Next we went to the Anchorage Market & festival. Live music, lots of photo opportunities, and tents selling art, russian nesting dolls, tshirts, etc. Not the kind of place where locals are shopping but a great way to spend an hour. There were fair foodbooths - we had reindeer sausahe with chili and fried halibut with corn nuggets and cheese curds. Was tempted but chose not to let a vender photoshop me into a sled dog scene.

At the visitor center, you can take 5 postcards for free, address them to anyone, and they will mail them for you.
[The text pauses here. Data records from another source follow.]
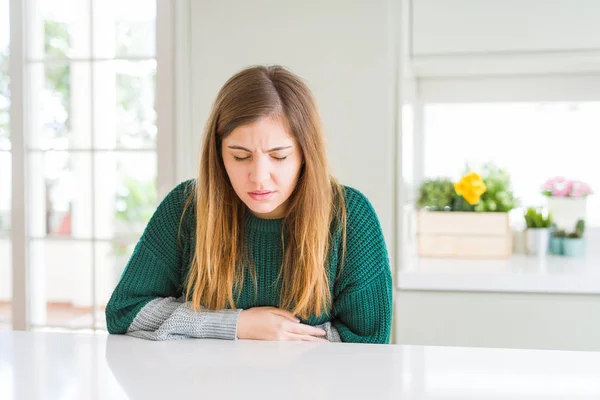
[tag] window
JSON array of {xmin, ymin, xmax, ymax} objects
[
  {"xmin": 0, "ymin": 0, "xmax": 158, "ymax": 329},
  {"xmin": 424, "ymin": 101, "xmax": 600, "ymax": 226}
]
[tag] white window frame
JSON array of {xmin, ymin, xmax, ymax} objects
[{"xmin": 9, "ymin": 0, "xmax": 177, "ymax": 330}]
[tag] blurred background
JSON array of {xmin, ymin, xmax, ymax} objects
[{"xmin": 0, "ymin": 0, "xmax": 600, "ymax": 350}]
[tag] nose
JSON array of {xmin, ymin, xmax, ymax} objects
[{"xmin": 249, "ymin": 157, "xmax": 271, "ymax": 184}]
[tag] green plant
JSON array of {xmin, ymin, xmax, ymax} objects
[
  {"xmin": 552, "ymin": 229, "xmax": 567, "ymax": 238},
  {"xmin": 567, "ymin": 219, "xmax": 585, "ymax": 239},
  {"xmin": 475, "ymin": 162, "xmax": 518, "ymax": 212},
  {"xmin": 417, "ymin": 178, "xmax": 456, "ymax": 211},
  {"xmin": 525, "ymin": 207, "xmax": 552, "ymax": 229}
]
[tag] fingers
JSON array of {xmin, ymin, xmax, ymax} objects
[
  {"xmin": 272, "ymin": 308, "xmax": 300, "ymax": 322},
  {"xmin": 289, "ymin": 324, "xmax": 327, "ymax": 336},
  {"xmin": 287, "ymin": 333, "xmax": 329, "ymax": 343}
]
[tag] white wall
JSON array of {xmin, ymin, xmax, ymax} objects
[
  {"xmin": 396, "ymin": 291, "xmax": 600, "ymax": 351},
  {"xmin": 185, "ymin": 0, "xmax": 399, "ymax": 266},
  {"xmin": 412, "ymin": 0, "xmax": 600, "ymax": 56}
]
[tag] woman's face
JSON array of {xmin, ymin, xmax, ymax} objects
[{"xmin": 221, "ymin": 117, "xmax": 302, "ymax": 219}]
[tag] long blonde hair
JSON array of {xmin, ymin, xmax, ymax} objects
[{"xmin": 184, "ymin": 66, "xmax": 346, "ymax": 318}]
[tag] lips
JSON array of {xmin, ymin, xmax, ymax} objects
[
  {"xmin": 248, "ymin": 190, "xmax": 275, "ymax": 201},
  {"xmin": 250, "ymin": 190, "xmax": 273, "ymax": 195}
]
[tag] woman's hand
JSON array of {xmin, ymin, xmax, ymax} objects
[{"xmin": 237, "ymin": 307, "xmax": 328, "ymax": 342}]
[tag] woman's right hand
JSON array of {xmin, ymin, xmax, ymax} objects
[{"xmin": 237, "ymin": 307, "xmax": 328, "ymax": 342}]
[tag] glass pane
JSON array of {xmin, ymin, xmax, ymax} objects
[
  {"xmin": 94, "ymin": 151, "xmax": 157, "ymax": 239},
  {"xmin": 27, "ymin": 0, "xmax": 91, "ymax": 60},
  {"xmin": 28, "ymin": 151, "xmax": 92, "ymax": 238},
  {"xmin": 425, "ymin": 102, "xmax": 600, "ymax": 226},
  {"xmin": 96, "ymin": 241, "xmax": 137, "ymax": 329},
  {"xmin": 29, "ymin": 240, "xmax": 93, "ymax": 328},
  {"xmin": 28, "ymin": 62, "xmax": 92, "ymax": 150},
  {"xmin": 0, "ymin": 64, "xmax": 11, "ymax": 150},
  {"xmin": 93, "ymin": 0, "xmax": 156, "ymax": 58},
  {"xmin": 0, "ymin": 0, "xmax": 10, "ymax": 55},
  {"xmin": 0, "ymin": 152, "xmax": 12, "ymax": 330},
  {"xmin": 94, "ymin": 60, "xmax": 156, "ymax": 149}
]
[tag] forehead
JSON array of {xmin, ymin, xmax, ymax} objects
[{"xmin": 224, "ymin": 117, "xmax": 294, "ymax": 145}]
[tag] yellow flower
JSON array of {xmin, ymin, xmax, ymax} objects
[{"xmin": 454, "ymin": 172, "xmax": 486, "ymax": 205}]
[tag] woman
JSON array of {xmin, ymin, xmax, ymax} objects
[{"xmin": 106, "ymin": 66, "xmax": 392, "ymax": 343}]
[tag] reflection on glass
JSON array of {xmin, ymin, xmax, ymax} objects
[
  {"xmin": 0, "ymin": 65, "xmax": 11, "ymax": 151},
  {"xmin": 29, "ymin": 240, "xmax": 93, "ymax": 328},
  {"xmin": 93, "ymin": 0, "xmax": 156, "ymax": 58},
  {"xmin": 0, "ymin": 152, "xmax": 12, "ymax": 330},
  {"xmin": 27, "ymin": 0, "xmax": 91, "ymax": 60},
  {"xmin": 94, "ymin": 152, "xmax": 157, "ymax": 239},
  {"xmin": 94, "ymin": 60, "xmax": 156, "ymax": 149},
  {"xmin": 28, "ymin": 62, "xmax": 92, "ymax": 150},
  {"xmin": 96, "ymin": 241, "xmax": 136, "ymax": 329},
  {"xmin": 0, "ymin": 0, "xmax": 10, "ymax": 56},
  {"xmin": 28, "ymin": 151, "xmax": 92, "ymax": 238}
]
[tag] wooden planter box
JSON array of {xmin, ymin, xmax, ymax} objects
[{"xmin": 417, "ymin": 211, "xmax": 512, "ymax": 258}]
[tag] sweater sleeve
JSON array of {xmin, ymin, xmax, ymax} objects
[
  {"xmin": 106, "ymin": 183, "xmax": 240, "ymax": 340},
  {"xmin": 332, "ymin": 188, "xmax": 393, "ymax": 343}
]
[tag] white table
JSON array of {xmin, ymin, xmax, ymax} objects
[{"xmin": 0, "ymin": 331, "xmax": 600, "ymax": 400}]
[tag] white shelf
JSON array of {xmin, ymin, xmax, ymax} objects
[{"xmin": 397, "ymin": 255, "xmax": 600, "ymax": 294}]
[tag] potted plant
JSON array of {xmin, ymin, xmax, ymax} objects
[
  {"xmin": 416, "ymin": 163, "xmax": 516, "ymax": 258},
  {"xmin": 542, "ymin": 176, "xmax": 593, "ymax": 229},
  {"xmin": 549, "ymin": 225, "xmax": 567, "ymax": 255},
  {"xmin": 417, "ymin": 178, "xmax": 456, "ymax": 211},
  {"xmin": 563, "ymin": 219, "xmax": 585, "ymax": 257},
  {"xmin": 525, "ymin": 207, "xmax": 552, "ymax": 256}
]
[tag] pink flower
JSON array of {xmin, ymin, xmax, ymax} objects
[
  {"xmin": 571, "ymin": 181, "xmax": 592, "ymax": 197},
  {"xmin": 542, "ymin": 176, "xmax": 593, "ymax": 197}
]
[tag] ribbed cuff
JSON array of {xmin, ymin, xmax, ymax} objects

And then it was time for the trolley tour. $20 for 50 minutes. I am not sure if this was worth it to me - i didnt get the directional barings, history lessons, or scenic views I had anticipated. If you are tired and have time and money then i woudn't discourage you. While my driver was very funny and personable, it was mostly stories about his family and science lessons about earthquakes. Earthquake park seemed to just be woods. We parked near a cleaning and looked in at hilly terraine. We also hit hood lake but surprisingly no sea planes coming or going. The highlight for me was an underground home.

We had plans to explore the next day, so used our ats coupon book at Avis. Problematic: only 1 staff member of the 3 seemed able to do anything and three families had reservations but only 1 car on the lot and it had not been cleaned yet. But we snagged it and hit the road.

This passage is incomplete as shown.